SOFT ANATOMY
Amy Butowicz, Victoria Dugger & Aurora Pellizzi
On May 5th, JEFF opens a three woman show entitled, “Soft Anatomy” featuring the work of Amy Butowicz, Victoria Dugger and Aurora Pellizzi. Working in painting, sculpture, and textiles, these artists are aligned in their relationship to the body, specifically the female body. Existing between abstraction and representation, the realms they inhabit are hermetic but not impervious, a space we’re invited to access with these defiant, visceral and expansive works.
Aurora Pellizzi’s large felt tapestries are all-encompassing, a universe of elemental forms that thwart our sense of the cosmic order. Exploring indigenous fertility rites in her volumetric geometries, fundamental shapes posture as both sacred vistas and the female anatomy. A triangle represents a landscape or a woman, conflating femininity and the earth, embodiment and allegory, figure and ground. With her serpentine allusions Pellizzi resists a codifying of the feminine, privileging an animistic belief in destruction and creation. Pellizzi embraces these dualities, finding unity in the feminine, visualized in these tactile totems.
Whereas Pellizzi’s anatomy is referenced in pared down configurations, Victoria Dugger’s bodies are embellished and bursting at the seams.
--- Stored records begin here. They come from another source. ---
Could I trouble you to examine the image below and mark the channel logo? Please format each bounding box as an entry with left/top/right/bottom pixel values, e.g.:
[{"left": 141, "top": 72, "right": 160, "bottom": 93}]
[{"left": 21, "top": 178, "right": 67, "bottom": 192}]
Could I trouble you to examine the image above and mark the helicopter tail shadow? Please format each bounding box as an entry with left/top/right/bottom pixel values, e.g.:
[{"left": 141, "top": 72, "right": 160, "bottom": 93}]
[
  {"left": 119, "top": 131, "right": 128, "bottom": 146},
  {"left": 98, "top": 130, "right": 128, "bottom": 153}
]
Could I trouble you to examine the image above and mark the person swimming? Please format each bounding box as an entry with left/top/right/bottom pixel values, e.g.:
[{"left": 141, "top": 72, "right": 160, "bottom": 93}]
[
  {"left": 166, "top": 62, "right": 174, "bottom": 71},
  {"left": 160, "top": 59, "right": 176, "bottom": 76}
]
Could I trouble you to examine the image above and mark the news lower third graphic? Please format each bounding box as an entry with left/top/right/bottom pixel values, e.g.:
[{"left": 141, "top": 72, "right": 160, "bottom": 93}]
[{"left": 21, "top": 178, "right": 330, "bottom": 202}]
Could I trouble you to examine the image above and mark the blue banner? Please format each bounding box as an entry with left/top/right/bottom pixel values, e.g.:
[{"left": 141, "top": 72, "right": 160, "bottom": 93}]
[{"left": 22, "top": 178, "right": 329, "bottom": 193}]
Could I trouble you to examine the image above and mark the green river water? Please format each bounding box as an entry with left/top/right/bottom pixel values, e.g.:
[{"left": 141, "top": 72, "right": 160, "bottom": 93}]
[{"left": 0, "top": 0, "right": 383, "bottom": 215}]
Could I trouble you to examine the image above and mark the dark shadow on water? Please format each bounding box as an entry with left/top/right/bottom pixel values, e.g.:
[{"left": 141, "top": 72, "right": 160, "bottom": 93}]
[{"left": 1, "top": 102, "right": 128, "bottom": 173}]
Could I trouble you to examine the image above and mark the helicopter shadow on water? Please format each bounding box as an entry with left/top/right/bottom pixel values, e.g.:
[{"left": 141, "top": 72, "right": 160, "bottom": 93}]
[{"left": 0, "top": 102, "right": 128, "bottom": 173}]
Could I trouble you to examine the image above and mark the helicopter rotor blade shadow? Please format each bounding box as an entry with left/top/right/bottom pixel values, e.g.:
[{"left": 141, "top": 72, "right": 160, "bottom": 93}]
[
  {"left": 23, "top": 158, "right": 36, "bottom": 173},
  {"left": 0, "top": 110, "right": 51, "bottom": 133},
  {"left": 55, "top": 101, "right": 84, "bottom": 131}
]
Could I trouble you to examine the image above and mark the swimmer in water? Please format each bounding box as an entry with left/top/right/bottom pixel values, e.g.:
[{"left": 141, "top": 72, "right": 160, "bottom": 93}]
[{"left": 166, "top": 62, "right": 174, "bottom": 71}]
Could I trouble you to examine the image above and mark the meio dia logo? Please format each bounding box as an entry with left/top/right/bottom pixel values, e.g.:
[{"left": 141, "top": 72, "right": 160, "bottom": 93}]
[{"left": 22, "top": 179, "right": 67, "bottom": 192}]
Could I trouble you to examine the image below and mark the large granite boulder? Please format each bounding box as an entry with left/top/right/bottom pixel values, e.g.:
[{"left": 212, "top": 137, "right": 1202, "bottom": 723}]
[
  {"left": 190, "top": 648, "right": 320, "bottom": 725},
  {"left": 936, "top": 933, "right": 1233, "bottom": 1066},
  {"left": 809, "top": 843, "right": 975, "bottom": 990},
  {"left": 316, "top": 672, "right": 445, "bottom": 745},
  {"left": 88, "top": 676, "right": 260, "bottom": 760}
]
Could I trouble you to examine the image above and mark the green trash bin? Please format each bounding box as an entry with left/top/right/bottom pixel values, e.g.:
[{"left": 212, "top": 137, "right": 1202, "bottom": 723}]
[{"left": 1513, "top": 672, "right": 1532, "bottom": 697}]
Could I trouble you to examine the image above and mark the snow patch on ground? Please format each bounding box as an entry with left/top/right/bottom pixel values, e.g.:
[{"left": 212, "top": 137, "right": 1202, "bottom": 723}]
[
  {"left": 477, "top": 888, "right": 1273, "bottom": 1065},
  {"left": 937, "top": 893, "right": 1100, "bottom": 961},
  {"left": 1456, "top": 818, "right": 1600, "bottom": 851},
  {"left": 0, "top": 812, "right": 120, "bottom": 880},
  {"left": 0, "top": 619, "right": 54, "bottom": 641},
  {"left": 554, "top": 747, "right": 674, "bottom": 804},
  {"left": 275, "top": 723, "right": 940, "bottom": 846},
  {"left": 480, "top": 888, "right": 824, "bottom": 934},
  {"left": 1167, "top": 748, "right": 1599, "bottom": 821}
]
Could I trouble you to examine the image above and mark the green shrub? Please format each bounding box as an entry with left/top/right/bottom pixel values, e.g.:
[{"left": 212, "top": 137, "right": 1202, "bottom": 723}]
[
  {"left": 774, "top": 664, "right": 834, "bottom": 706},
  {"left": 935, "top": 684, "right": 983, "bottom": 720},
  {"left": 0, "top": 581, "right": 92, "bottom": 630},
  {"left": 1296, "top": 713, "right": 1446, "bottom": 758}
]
Flesh and guts are bedazzled with pearls and ribbons, all dolled up for our regard. Reclining on chairs, her anthropomorphic half bodies expose their insides out, allowing vulnerability, encouraging empathy. But this posturing is not passive, while hearts may be open, decorated with gingham, glitter and braids, these bodies are on fire; their presence is resistance. For Dugger, “Reclaiming the female body, the Black body, the disabled body is an act of defiance. When you are part of these marginalized communities, you are taught by the dominant society that you’re deviant and that deviance is something to be feared.”
With names like “Swallowed Up Last”, “Dream Dancer” and “Pliant Underthings”, Amy Butowicz’s amorphous sculptures with pointy heads and bulbous limbs, implicate the corporeal while not directly exposing it. Instead, she dresses up appendages in pink and purple gear as if they were off to the races. The attire suggests athleticism, the theatrical or domestic trimmings while their architecture hints at more perilous pursuits. The works both fend off and invite, hide and reveal; their surfaces are rough, while their dressings are soft and translucent. A draped wall work entitled, “Long Hair Fantasy,’ basks in the absurdity of our desires and reminds us that the body can only contain so much. These contradictions define the work, correlating pain and pleasure, masculine and feminine, animate and inanimate. Their affectations recall the flesh, infer danger and betray our human frailties, proposing the body as host to logistics, satire and objecthood.